We researchers are lucky. We get to pursue important questions, collaborate with smart people, work with interesting participants, create clever activities, and discover new things. Our work is crucial and can inform and shape the field and help people, all while having fun.
But applying for research grants is different from actually conducting research. Nothing forces you to center your thinking quite like the process of grant writing. You face the real challenge of having limited space to convince reviewers to buy into your idea. That’s why, more often than not, many first-time applications are not immediately accepted. While this can be disheartening at first, it can also be an important learning opportunity. Reviewer feedback can lead to success the next time around. To write a competitive proposal, you must be focused and disciplined, clear in your thinking, strategic in your writing approach, and clean in your presentation. Effective grant writing is a blend of science and art, an acquired skill that improves the more you do it. As someone who has volunteered as a reviewer for various ASHFoundation programs, here are six features I look for:
- Think of Your Proposal as a Narrative. Research grant proposals are technical creatures containing jargon and "prefab" components (e.g., aims, background, approach). These features are the content, but they don’t have to drive how you craft your story. The most effective and reviewer-friendly proposals are those that interweave important points across different components. A holistic story provides readers with multiple thoughtfully connected encounters with important points, making the proposal easier to follow and helping them come away with the essence and importance of your idea. Keep the jargon light and avoid acronyms. Plain, simple language can do the trick.

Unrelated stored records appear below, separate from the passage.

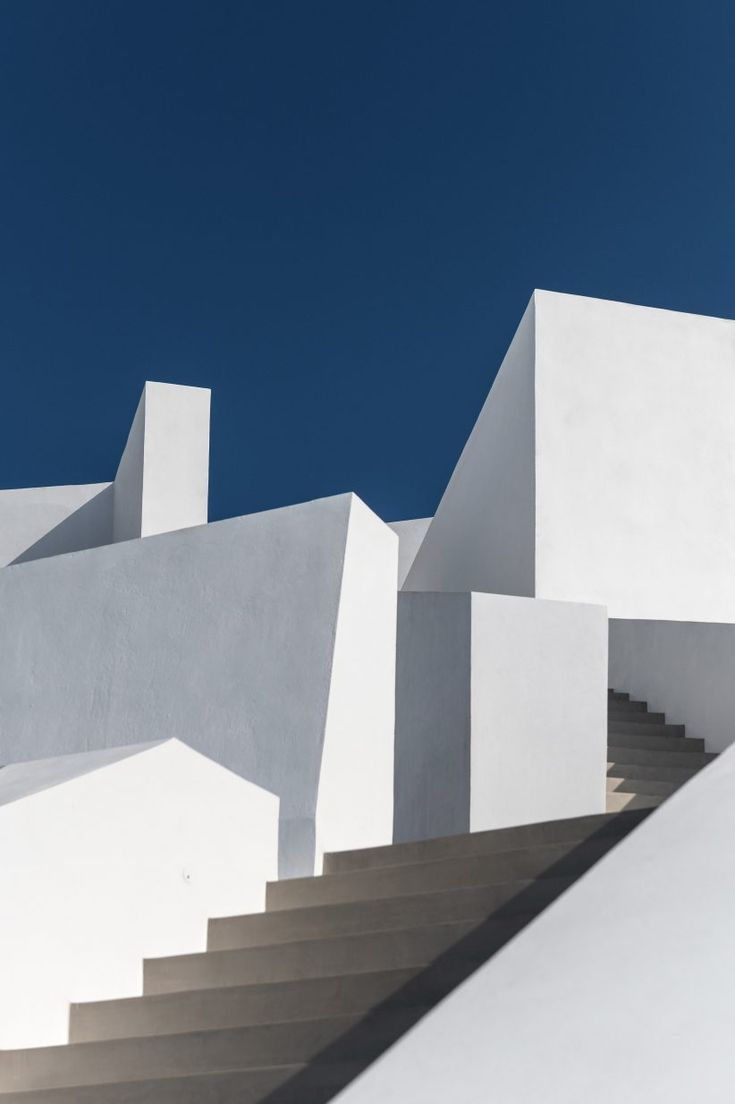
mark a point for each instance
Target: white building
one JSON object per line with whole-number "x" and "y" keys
{"x": 419, "y": 712}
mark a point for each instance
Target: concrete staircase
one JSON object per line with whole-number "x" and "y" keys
{"x": 648, "y": 760}
{"x": 288, "y": 1006}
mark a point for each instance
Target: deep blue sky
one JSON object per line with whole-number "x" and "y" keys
{"x": 333, "y": 215}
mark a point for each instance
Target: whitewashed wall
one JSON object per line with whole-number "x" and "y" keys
{"x": 110, "y": 857}
{"x": 161, "y": 485}
{"x": 162, "y": 479}
{"x": 482, "y": 534}
{"x": 599, "y": 468}
{"x": 501, "y": 712}
{"x": 411, "y": 533}
{"x": 266, "y": 641}
{"x": 620, "y": 990}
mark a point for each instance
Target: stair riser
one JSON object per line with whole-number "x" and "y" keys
{"x": 627, "y": 707}
{"x": 252, "y": 1087}
{"x": 253, "y": 1005}
{"x": 205, "y": 1052}
{"x": 557, "y": 860}
{"x": 691, "y": 761}
{"x": 620, "y": 802}
{"x": 645, "y": 730}
{"x": 659, "y": 773}
{"x": 404, "y": 949}
{"x": 640, "y": 715}
{"x": 480, "y": 842}
{"x": 270, "y": 929}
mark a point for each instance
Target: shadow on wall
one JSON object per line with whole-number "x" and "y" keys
{"x": 331, "y": 1070}
{"x": 88, "y": 527}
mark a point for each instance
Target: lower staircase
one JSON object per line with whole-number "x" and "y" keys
{"x": 288, "y": 1006}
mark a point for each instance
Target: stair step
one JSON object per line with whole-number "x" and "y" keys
{"x": 615, "y": 715}
{"x": 645, "y": 729}
{"x": 252, "y": 1005}
{"x": 235, "y": 1049}
{"x": 312, "y": 1084}
{"x": 480, "y": 842}
{"x": 692, "y": 760}
{"x": 648, "y": 786}
{"x": 660, "y": 772}
{"x": 288, "y": 962}
{"x": 554, "y": 860}
{"x": 627, "y": 707}
{"x": 618, "y": 802}
{"x": 476, "y": 903}
{"x": 656, "y": 743}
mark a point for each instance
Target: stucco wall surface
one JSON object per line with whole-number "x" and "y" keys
{"x": 162, "y": 479}
{"x": 411, "y": 533}
{"x": 501, "y": 712}
{"x": 621, "y": 989}
{"x": 599, "y": 469}
{"x": 237, "y": 637}
{"x": 114, "y": 857}
{"x": 482, "y": 534}
{"x": 42, "y": 521}
{"x": 683, "y": 669}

- Focus on Your Specific Aims. Beginning grant writers are often tempted to go big from the start—to ask broad questions and propose multiple specific aims (i.e., goals, objectives, expected outcomes). The sharpest proposals are those with one or two aims. Inclusion of a clear, testable hypothesis that aligns with each aim is also something reviewers expect to see. Focused aims and hypotheses tell reviewers that you understand your area and the need to be systematic in your approach. It also shows that you understand how to leverage your results into future proposals.
- Make it Compelling. Develop a tightly focused background that shows the significance of your idea; clearly state how your study will advance the field and why that’s important. Also tell reviewers about the broader social impact of your project and how it will benefit society.
- Make it Solid. Align your approach to your background and hypotheses. Include a brief description and rationale about the design you will use, who the participants will be, what measures you will use, and a description of how your measures theoretically map onto the constructs you are assessing (this is important). Include an analysis scheme, including a justification of your sample size based on a power analysis.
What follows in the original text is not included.